Everybody seems to like Don Drummond. Former colleagues at the federal finance department and the TD Bank rave about him. Says Burleton: “When Don came, the TD was a very sleepy place but he kick-started it. We see time as ‘Before Don’ and ‘After Don.’”
Drummond made TD reports relevant and highy anticipated. Instead of focusing on narrow parameters — forecasts on interest rates or the Canadian dollar — his perspective included an examination of social issues in Canada. At the University of Victoria, where he took his undergraduate degree in economics before taking an M.A. at Queen’s, he was influenced by his late professor Leonard Laudadio.
Head of the economics department, Laudadio would come to class with newspaper clippings and teach his students based on issues of the day, things that mattered to people.
Michael Wilson, finance minister in Conservative Brian Mulroney’s government, says “he’s a pretty broadly based guy. I noticed that right away. Very capable, good judgment and I always paid attention when he spoke.”
Adds Wilson: “He’s one of the most principled and imaginative public servants with whom I have every worked.”
Sheikh says Drummond “takes seconds to figure out an issue that takes other normal mortals weeks and months.”
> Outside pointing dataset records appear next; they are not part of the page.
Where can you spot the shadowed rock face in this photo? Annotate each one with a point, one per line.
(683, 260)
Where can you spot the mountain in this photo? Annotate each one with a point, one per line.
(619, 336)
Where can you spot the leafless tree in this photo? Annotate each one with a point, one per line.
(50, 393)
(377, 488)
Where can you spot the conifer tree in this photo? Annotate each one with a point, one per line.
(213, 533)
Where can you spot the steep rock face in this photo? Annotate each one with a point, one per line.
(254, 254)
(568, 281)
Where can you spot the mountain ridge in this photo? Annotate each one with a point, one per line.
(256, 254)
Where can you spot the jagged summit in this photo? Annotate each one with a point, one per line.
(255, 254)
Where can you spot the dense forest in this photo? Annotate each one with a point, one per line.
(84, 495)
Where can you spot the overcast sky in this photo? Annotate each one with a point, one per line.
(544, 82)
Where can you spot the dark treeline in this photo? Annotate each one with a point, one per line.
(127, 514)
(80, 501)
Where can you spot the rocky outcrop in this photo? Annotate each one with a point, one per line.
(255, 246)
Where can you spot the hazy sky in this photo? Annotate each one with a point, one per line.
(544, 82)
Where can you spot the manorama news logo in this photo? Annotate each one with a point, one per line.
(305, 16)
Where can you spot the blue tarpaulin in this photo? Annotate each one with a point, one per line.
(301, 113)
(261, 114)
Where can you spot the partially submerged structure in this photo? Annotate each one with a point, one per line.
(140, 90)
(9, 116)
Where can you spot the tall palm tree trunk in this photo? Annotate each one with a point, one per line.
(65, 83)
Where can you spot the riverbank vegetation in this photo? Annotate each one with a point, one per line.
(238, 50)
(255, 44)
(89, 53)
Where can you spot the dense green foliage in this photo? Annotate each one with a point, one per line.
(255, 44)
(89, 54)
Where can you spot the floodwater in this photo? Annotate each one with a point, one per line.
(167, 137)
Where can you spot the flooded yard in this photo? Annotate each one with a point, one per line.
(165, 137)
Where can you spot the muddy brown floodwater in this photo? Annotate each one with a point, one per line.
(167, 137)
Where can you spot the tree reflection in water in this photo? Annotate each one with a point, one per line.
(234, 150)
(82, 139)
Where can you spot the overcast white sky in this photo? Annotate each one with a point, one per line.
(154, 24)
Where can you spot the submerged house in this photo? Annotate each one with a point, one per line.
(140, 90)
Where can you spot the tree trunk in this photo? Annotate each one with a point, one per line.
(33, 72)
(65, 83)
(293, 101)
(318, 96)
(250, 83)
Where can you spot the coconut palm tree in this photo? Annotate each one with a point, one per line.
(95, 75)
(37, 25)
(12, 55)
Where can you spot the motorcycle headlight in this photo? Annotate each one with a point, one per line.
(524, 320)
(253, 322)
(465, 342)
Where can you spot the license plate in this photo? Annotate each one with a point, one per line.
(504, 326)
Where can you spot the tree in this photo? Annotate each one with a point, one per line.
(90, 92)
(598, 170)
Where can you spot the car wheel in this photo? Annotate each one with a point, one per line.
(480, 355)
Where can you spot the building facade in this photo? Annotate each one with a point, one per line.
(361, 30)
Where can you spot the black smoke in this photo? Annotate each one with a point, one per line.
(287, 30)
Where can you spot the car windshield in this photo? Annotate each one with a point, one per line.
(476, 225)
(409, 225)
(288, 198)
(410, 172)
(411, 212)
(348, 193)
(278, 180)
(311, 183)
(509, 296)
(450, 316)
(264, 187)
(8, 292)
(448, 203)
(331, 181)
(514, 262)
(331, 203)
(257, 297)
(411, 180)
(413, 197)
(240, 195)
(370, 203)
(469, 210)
Drummond was born in Victoria and remains close to his family. His father John Murray is deceased, but he flew out Friday to Kelowna to celebrate his mother Georgina’s 90th birthday. He tries to visit four times a year. He has one sister, Carol.
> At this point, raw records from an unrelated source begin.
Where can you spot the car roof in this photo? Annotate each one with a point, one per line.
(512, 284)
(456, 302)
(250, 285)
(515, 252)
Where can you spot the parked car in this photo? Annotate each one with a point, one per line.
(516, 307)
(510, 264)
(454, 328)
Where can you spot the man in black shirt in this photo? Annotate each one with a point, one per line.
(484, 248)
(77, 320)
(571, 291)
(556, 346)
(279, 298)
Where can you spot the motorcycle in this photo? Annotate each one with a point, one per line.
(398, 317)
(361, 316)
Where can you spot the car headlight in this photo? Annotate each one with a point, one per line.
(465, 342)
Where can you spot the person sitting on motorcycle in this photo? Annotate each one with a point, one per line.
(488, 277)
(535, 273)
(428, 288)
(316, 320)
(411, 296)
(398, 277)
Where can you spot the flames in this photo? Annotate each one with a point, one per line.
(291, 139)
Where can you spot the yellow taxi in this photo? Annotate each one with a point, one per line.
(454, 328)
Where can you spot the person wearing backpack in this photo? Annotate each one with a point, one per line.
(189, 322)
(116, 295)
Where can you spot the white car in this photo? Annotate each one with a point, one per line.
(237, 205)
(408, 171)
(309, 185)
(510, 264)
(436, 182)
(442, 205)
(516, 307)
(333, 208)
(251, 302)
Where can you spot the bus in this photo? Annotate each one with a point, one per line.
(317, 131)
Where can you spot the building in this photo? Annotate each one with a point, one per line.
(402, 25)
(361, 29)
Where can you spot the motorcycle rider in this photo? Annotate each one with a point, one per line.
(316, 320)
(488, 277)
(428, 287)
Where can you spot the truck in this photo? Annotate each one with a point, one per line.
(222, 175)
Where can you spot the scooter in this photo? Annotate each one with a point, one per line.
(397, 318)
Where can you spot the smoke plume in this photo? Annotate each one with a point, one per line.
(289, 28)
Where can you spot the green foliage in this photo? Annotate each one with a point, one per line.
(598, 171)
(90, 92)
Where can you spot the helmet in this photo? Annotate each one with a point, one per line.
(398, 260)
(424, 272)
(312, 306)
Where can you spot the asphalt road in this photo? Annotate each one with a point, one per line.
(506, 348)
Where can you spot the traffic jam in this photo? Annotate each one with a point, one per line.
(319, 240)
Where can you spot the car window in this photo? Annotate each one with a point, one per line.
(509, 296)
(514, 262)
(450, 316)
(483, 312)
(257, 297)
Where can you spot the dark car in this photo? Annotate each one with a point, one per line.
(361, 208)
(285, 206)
He grew up fishing with his father who (Drummond insists) never caught a fish, but loved to practise fly fishing. He played golf with him, too, and Drummond swears he “never lost a golf ball in his life.”
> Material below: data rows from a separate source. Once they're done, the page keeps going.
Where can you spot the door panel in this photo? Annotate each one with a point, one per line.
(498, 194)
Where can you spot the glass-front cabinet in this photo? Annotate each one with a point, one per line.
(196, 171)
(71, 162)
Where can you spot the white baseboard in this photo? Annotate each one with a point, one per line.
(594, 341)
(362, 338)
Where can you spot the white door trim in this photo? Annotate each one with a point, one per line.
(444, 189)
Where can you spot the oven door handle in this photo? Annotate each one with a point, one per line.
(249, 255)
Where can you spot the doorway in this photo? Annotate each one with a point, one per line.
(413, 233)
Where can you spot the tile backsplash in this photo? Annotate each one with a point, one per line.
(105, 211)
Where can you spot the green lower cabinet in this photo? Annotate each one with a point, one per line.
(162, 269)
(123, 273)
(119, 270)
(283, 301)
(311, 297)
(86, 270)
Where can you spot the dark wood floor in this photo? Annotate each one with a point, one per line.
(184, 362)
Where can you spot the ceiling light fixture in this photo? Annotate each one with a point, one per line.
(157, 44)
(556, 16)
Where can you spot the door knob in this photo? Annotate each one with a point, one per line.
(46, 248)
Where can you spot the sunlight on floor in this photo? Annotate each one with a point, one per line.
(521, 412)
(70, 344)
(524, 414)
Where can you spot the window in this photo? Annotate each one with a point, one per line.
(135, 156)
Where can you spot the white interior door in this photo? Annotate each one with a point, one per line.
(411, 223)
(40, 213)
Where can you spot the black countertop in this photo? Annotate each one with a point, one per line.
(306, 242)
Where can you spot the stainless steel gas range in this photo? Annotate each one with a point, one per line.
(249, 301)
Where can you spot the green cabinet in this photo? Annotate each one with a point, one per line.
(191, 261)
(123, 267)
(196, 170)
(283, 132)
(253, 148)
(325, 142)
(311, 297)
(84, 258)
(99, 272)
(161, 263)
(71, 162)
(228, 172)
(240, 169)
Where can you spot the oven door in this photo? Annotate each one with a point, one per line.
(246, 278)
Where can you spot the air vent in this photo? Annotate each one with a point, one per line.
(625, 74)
Chartered accountant Larry Ware became Drummond’s friend when they were 12, was best man at his wedding to Latrémouille and has stayed in touch. He describes a “serious-minded” man who studied hard, worked hard and lived every aspect of his life in moderation.
Perhaps that’s the most important thing to know about Drummond as we are about to be plunged into his vision of Ontario.
“I don’t want to get silly about saying that government should run like the private sector . . .” he begins, and one’s ears perk up to hear how he might mean exactly that. This could be a warning.
“I was always very clear at TD about what I was trying to do and what they expected of me,” he continues. “Here was the cost of my group and I knew that if you wanted to survive, I had to make more money for the bank than was the cost of my group. . . .There wasn’t a bit of ambiguity about my value to the bank.”
And he wants to bring that discipline to how the province does its business. After full evaluation of each program “if it’s not going well, it’s gone.”